FastAPI Chat Completion Server

This project is a FastAPI server that provides a chat completion endpoint using a pre-trained language model. It accepts user messages and returns generated responses based on the input. This README file provides information on how to set up, run, and test the server.

Project Overview

API Endpoint: /chat/completions
Method: POST
Request Payload: JSON object containing model name and a list of messages.
Response: JSON object with the model's response.

Requirements

Python 3.10 or higher
Poetry for dependency management

Setup

1. Clone the Repository

git clone https://github.com/your-repo/fastapi-chat-completion.git
cd fastapi-chat-completion

2. Install Poetry

If you haven't installed Poetry, you can do so by following the official installation guide.

3. Install Dependencies

Install the project dependencies using Poetry:

poetry install

4. Environment Variables

Set all the environment variables in the .env file.
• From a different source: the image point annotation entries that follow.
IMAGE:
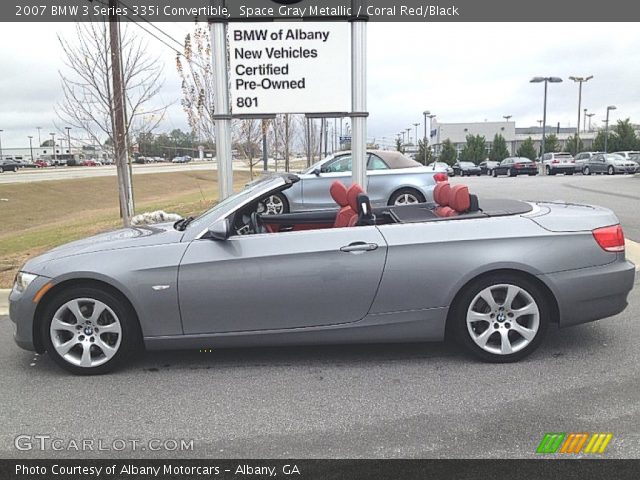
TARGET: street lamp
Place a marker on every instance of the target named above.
(606, 130)
(31, 146)
(580, 81)
(53, 139)
(68, 129)
(546, 81)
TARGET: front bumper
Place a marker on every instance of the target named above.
(22, 311)
(593, 293)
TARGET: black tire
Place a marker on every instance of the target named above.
(457, 321)
(130, 341)
(406, 191)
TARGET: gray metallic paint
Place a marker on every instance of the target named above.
(299, 288)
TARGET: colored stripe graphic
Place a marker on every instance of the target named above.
(550, 443)
(573, 443)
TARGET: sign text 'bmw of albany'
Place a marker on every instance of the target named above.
(290, 67)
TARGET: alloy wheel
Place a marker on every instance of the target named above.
(85, 332)
(503, 319)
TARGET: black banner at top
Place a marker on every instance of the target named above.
(330, 10)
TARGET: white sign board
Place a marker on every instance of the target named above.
(286, 67)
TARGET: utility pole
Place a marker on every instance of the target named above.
(118, 118)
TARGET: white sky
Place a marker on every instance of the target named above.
(460, 71)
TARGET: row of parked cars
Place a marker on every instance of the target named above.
(586, 163)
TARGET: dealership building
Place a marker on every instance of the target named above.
(515, 137)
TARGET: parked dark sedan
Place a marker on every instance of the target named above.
(514, 166)
(9, 166)
(466, 168)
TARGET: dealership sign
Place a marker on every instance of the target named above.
(290, 67)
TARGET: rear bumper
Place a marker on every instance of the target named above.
(590, 294)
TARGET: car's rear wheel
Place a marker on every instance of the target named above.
(88, 331)
(406, 196)
(500, 318)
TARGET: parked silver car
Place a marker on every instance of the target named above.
(408, 273)
(609, 163)
(558, 163)
(393, 179)
(582, 159)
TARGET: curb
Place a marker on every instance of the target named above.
(4, 301)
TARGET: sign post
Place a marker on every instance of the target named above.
(223, 111)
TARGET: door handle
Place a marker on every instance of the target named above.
(359, 247)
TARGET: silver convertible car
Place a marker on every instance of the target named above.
(392, 179)
(492, 274)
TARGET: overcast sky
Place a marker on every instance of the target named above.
(460, 71)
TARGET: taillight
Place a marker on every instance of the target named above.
(441, 177)
(610, 238)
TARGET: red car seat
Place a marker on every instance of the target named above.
(339, 194)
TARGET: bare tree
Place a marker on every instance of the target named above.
(88, 100)
(196, 72)
(247, 135)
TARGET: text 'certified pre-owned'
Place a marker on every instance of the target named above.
(290, 69)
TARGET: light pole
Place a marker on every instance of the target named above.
(546, 81)
(425, 114)
(580, 81)
(53, 140)
(68, 129)
(606, 129)
(31, 146)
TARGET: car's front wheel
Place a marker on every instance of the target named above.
(500, 318)
(89, 331)
(406, 196)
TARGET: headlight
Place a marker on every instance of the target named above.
(23, 280)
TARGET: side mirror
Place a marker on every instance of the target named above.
(220, 230)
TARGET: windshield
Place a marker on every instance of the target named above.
(235, 200)
(317, 165)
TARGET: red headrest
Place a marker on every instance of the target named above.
(441, 193)
(339, 193)
(352, 196)
(459, 198)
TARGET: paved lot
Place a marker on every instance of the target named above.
(419, 400)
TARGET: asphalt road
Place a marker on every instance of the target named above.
(412, 400)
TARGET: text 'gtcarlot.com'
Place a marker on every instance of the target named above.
(48, 443)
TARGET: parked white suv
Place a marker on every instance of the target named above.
(558, 163)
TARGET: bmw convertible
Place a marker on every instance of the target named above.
(492, 274)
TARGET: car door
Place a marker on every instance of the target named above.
(315, 187)
(280, 281)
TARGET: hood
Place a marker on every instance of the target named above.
(141, 236)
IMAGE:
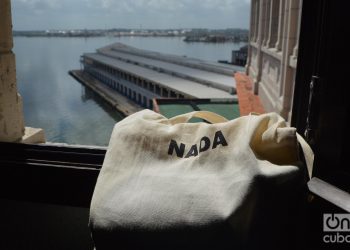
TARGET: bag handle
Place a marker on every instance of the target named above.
(205, 115)
(308, 154)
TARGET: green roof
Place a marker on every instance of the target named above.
(228, 110)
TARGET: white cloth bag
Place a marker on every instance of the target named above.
(168, 183)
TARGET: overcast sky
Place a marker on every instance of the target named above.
(135, 14)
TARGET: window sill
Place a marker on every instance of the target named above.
(330, 193)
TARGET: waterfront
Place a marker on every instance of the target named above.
(65, 109)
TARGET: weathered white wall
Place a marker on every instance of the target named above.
(11, 117)
(11, 114)
(273, 49)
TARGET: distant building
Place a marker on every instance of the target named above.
(239, 57)
(143, 75)
(273, 50)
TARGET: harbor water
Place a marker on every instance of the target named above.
(68, 111)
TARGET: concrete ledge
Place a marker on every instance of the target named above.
(33, 135)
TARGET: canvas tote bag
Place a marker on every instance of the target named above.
(170, 184)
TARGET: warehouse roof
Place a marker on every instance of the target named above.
(188, 87)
You can use the .env.template file as a template.

cp .env.template .env

Note: Find the HF_TOKEN in your Hugging Face account and set it in the .env file.

You can load these variables into your shell using the following commands:

set -a
source .env
set +a

4. Install the Required Model

You need to download the pre-trained model used in the project. Ensure you have internet access as it will download the model weights.

# In a Python shell or script
from transformers import AutoTokenizer, AutoModelForCausalLM

tokenizer = AutoTokenizer.from_pretrained("google/gemma-2b")
model = AutoModelForCausalLM.from_pretrained("google/gemma-2b")

Run model.py to download the model weights and save them. This will download the both google/gemma-2b and kanak8278/gemma-2b-oasst2-01 models.

Weight&Biases Report

Running the Server

1. Start the FastAPI Server

Use uvicorn to run the FastAPI application:

poetry run uvicorn server:app --host 0.0.0.0 --port 8000

2. Access the API Documentation

Once the server is running, you can access the interactive API documentation at:

Swagger UI: http://localhost:8000/docs
ReDoc: http://localhost:8000/redoc

Testing the Server

1. Use `curl` to Test the API

Use request.sh to Test the API You can use the provided request.sh script to send requests to the server and get formatted responses. This script allows you to pass user content as a command-line argument.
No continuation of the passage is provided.